On ne sait rien des circonstances qui l’ont amené à s’intéresser à l’architecture. Ce qui est sûr, c’est qu’il eut une politique très cohérente en matière de réédition de traités : « Lecteur bénévole, ayant découvert à Paris ce petit trésor caché depuis quatre-vingts années, & l’ayant en possession, je n’ai voulu te cacher ce talent, ainsi que ceux qui le possédaient entre leurs mains ; ains je lui ai voulu faire voir le jour, sachant qu’il y courait de l’intérêt public pour l’embellissement & structure des beaux bâtiments de France […]. Tu le recevras donc d’aussi bon cœur que je te le présente, espérant en bref remettre entre les mains les œuvres de Philibert de l’Orme (étant possesseur de toutes les figures qui sont en icelles, ainsi que du Vitruve) ». De fait, Ferrand a sans doute racheté le matériel des premiers éditeurs de Bullant, Marnef et Cavellat, peut-être aux héritiers de Regnault II Chaudière, qui avait probablement lui-même récupéré les richesses de la dynastie Cavellat : planches du Vitruve de 1572, des Bullant de 1568 et 1619 et du De l’Orme de 1626.
Quoi qu’il en soit, l’éditeur rouennais ne prend pas en compte l’édition de la Reigle publiée par Sittart en 1619. La version qu’il propose reprend de façon beaucoup plus fidèle, en particulier dans les pièces liminaires, celle de 1568. La dédicace au maréchal de Montmorency, désormais complètement obsolète, l’adresse et l’avertissement au lecteur sont, à quelques mots près, les mêmes. Il ne manque que le privilège original, évidemment inutile, remplacé par une adresse de Ferrand au lecteur. Le texte, recomposé, est très fidèle à celui de 1568, à quelques infimes détails près (par exemple, au folio [B 3v°], « Or d’ou pourriez vous estimer… » devient « D’ou estimeriez-vous… »). Le livre reste folioté ; l’ordre des planches ne suit pas les corrections de 1619 et l’on retrouve les deux types de feuilles destinées au chapiteau corinthien. L’éditeur réutilise des planches originales du Premier tome de Philibert De l’Orme : la gravure représentant « l’architecte prudent » (f. 51v°) est reprise pour la page de titre et le modèle de fenêtre inséré entre les folios 264 et 265 sert de cadre, en fin d’ouvrage, au sonnet « Aux Architectes français ».
Signe d’un « exil provincial », comme le dit Jean-Marie Pérouse de Montclos à propos de l’édition de Philibert De l’Orme sortie en 1648 des presses du même Ferrand ? Cette édition de Bullant semble pourtant avoir connu un certain succès si l’on en juge d’après le nombre d’exemplaires conservés aujourd’hui à la Bibliothèque nationale de France : c’est en effet la version de la Reigle qui y est la mieux représentée.

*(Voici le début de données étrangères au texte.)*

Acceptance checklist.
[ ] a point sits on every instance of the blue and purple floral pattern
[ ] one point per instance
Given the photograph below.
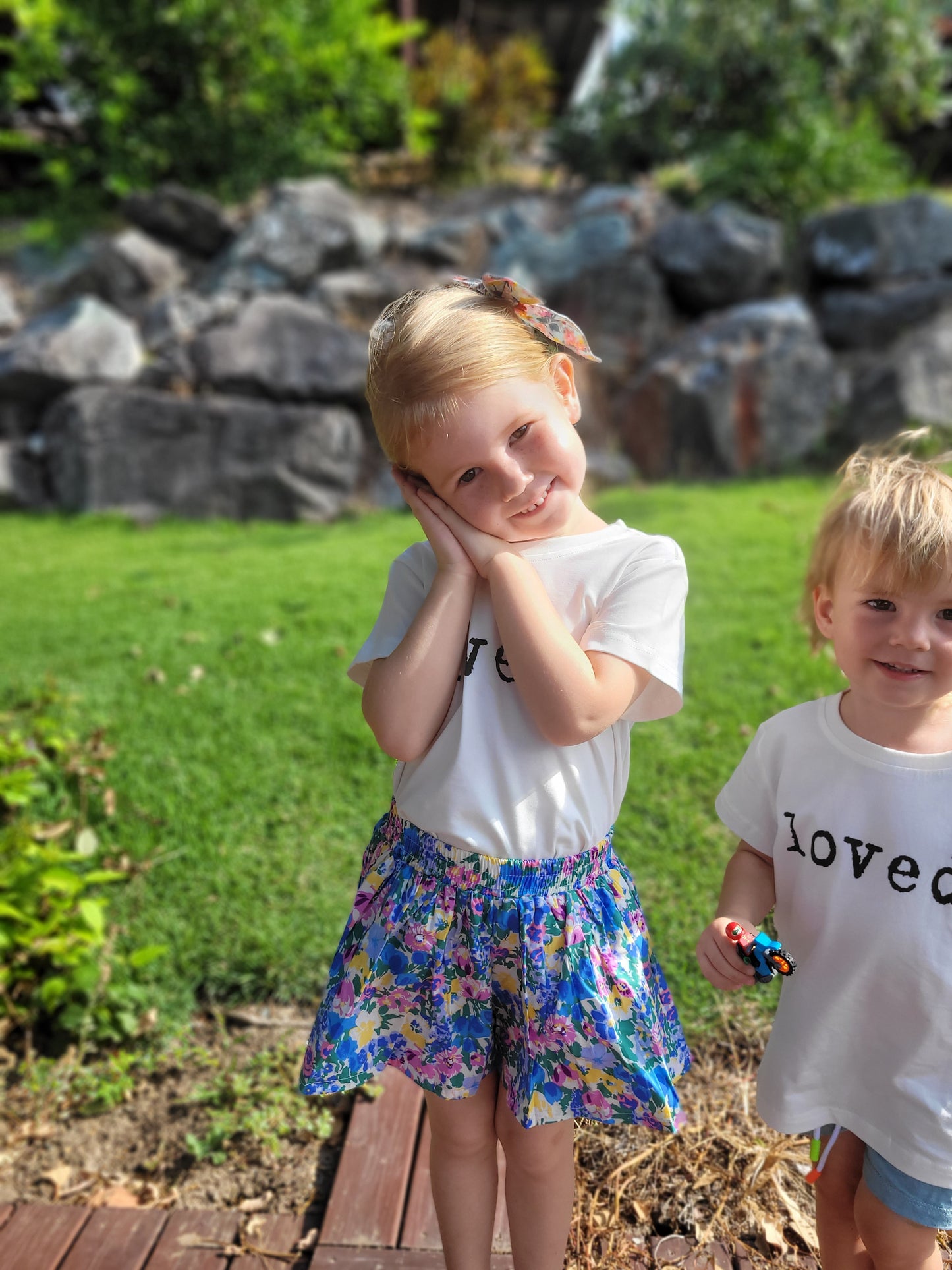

Yves Pauwels (Cesr, Tours) – 2006

 

Bibliographie critique

D. Ferrand, La Muse Normande, Rouen, Société rouennaise des bibliophiles, 1891-1894. 5 vol.

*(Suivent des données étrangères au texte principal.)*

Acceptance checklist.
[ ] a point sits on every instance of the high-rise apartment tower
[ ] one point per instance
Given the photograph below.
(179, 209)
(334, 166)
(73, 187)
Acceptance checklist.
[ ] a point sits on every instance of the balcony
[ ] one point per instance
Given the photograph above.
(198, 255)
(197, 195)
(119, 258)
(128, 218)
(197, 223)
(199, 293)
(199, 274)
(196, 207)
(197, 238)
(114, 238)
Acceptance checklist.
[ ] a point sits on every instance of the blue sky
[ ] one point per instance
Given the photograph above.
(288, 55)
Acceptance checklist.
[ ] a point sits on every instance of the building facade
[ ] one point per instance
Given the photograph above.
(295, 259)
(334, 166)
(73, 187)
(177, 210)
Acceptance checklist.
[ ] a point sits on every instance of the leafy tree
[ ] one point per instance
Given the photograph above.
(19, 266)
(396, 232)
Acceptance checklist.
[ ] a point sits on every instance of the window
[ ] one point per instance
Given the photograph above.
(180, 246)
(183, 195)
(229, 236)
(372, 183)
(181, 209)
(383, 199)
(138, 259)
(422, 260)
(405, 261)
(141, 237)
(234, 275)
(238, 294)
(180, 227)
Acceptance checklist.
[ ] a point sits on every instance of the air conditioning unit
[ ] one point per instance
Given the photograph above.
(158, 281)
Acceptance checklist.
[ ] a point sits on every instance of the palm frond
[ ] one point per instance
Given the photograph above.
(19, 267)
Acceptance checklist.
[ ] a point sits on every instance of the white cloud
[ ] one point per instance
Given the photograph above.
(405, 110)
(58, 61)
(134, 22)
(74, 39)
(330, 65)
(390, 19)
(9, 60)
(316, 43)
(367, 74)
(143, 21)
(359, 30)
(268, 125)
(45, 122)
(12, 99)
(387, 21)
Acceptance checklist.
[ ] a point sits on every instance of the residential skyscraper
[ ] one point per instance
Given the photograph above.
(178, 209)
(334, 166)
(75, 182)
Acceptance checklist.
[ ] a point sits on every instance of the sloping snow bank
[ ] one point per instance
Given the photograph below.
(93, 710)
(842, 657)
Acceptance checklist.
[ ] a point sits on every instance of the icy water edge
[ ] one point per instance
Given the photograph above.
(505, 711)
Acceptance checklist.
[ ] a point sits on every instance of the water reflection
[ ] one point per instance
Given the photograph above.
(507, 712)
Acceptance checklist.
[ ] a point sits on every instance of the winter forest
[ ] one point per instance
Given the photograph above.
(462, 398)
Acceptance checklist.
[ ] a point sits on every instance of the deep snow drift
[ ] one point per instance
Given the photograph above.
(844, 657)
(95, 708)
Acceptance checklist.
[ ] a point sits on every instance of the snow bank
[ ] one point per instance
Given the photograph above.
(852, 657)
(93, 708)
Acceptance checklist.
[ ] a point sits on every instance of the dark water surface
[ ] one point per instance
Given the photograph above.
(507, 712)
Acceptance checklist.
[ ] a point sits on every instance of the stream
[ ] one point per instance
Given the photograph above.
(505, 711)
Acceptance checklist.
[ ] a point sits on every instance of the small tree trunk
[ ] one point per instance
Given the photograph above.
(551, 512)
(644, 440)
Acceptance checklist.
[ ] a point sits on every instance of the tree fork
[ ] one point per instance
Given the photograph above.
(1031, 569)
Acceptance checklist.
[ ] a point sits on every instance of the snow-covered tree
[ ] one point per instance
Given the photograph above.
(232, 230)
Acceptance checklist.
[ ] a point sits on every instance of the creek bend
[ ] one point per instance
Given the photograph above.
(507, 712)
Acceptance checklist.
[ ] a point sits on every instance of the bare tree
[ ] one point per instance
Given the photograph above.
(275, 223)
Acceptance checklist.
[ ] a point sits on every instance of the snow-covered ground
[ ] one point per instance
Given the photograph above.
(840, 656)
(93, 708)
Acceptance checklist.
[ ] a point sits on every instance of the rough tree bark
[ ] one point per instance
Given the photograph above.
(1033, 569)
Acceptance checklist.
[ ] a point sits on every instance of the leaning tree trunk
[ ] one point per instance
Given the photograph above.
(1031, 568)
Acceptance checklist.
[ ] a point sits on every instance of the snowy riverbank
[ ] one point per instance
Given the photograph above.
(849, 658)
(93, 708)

F.-C. James, Jean Bullant. Recherches sur l’architecture française au XVIème siècle, Thèse de l’École Nationale de Chartes, 1968. Résumé dans École Nationale des Chartes, Positions de thèses, 1968, p. 101-109.

Y. Pauwels, « La fortune de la Reigle de Jean Bullant », Journal de la Renaissance, 3, 2005, p. 111-119.

J.-M. Pérouse de Montclos, « Les éditions des traités de Philibert De L’Orme au XVIIe siècle », J. Guillaume (éd.), Les Traités d’architecture à la Renaissance, Paris, Picard, 1988, p. 355-365.